CentOS Performance Monitoring series three: monitoring tools atop detailed

Last Update:2015-06-27 Source: Internet

Author: User

Developer on Alibaba Coud: Build your first app with APIs, SDKs, and tutorials on the Alibaba Cloud. Read more ＞

Introduction

Linux is increasingly being used as a server's operating system for its stability (of course, one would say: Linux is just the OS kernel:). But if we use Linux as the underlying operating system, will we be able to ensure that our services are stable over a 24x7 manner? Not also, to know that business functions are implemented by the program running on the system, to achieve the stability of business functions, the choice of Linux is only the first step, we do more work is not to let business procedures become stable short board.

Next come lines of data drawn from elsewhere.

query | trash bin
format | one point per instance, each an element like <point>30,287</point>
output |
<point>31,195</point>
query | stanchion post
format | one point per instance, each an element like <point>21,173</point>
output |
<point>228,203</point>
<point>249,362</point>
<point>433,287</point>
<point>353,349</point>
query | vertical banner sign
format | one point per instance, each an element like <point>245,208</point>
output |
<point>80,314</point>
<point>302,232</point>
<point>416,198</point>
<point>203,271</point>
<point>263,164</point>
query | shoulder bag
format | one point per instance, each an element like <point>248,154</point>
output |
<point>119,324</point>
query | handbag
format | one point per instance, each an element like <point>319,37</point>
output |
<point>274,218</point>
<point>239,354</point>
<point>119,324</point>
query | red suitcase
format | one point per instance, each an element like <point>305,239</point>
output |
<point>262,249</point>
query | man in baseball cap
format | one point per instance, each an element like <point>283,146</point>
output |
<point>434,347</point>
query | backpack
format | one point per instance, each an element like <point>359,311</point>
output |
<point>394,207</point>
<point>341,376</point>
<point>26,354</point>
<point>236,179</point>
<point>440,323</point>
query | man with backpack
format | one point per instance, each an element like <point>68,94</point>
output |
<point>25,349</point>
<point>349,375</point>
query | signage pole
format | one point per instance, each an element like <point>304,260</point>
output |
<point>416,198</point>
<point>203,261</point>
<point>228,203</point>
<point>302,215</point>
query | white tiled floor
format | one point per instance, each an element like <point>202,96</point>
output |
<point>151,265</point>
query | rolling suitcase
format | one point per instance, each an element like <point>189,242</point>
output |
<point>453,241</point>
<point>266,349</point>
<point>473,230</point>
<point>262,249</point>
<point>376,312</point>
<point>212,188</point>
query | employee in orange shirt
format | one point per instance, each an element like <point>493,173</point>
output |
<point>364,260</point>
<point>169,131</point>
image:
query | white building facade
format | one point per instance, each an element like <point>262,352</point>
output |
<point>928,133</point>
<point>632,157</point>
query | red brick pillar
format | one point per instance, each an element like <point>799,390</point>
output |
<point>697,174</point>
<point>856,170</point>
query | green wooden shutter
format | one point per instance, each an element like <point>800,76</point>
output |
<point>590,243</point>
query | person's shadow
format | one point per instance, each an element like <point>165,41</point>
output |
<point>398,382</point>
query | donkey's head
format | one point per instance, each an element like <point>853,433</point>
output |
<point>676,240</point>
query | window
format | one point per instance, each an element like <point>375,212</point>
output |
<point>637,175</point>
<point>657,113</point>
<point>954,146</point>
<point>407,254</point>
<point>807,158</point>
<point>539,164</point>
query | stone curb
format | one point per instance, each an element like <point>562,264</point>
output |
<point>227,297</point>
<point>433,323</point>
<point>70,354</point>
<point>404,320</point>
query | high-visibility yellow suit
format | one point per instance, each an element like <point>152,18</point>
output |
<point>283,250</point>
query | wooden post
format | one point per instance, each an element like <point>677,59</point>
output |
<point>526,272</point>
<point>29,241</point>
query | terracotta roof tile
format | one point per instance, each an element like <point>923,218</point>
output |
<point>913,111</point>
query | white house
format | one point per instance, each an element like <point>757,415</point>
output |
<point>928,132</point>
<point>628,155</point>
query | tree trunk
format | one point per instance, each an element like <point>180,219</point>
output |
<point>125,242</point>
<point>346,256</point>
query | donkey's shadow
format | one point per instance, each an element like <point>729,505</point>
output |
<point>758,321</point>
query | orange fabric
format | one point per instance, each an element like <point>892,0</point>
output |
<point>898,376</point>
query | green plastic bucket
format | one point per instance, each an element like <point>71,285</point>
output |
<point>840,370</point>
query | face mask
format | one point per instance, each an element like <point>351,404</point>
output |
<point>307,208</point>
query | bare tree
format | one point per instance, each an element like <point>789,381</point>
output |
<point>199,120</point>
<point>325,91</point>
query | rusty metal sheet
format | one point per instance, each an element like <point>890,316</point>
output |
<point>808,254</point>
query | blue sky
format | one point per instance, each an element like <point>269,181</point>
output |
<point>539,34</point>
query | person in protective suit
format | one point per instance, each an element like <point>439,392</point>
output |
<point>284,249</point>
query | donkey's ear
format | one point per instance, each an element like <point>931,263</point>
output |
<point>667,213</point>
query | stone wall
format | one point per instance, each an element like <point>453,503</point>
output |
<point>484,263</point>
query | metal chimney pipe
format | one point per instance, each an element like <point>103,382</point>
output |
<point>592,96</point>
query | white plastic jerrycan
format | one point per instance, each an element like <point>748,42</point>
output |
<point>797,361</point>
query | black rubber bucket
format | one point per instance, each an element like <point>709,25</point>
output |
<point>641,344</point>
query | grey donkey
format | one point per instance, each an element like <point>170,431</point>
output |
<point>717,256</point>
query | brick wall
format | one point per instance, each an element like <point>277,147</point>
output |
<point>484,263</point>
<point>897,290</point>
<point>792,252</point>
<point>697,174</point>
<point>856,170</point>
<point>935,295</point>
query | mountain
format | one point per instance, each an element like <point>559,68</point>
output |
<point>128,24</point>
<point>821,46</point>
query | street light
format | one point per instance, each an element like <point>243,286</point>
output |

When our server problems, external performance is the business function can not be provided, internal reasons, from the point of view of the program, may be the business process problems (bugs in the program itself), may also be the server on the human error (improper execution of scripts or commands); From the perspective of system resources, This could be CPU preemption, memory leaks, disk IO read and write exceptions, network exceptions, and so on . After the problem, how do we proceed with the analysis in the face of various possible causes? Do we have any tools for problem locating?

Atop introduction

This article is to introduce the atop is a tool for monitoring the Linux system resources and processes, it records the operating state of the system at a certain frequency, the collected data contains the system resources (CPU, memory, disk and network) usage and process operation, and can be stored in a log file in the disk, After the server has a problem, we can obtain the corresponding atop log file for analysis. Atop is an open source software, where we can get its source code and RPM installation package.

Atop how to use

After installing atop, we can see the current operation of the system by typing the "atop" command at the command line:

Installation: Yum install atop

System Resource monitoring field meaning

A number of fields and values are listed, what are the meanings of each field? What should we look at? The meaning of each of these fields is relative to the sampling period, so let's focus on the top half of the display.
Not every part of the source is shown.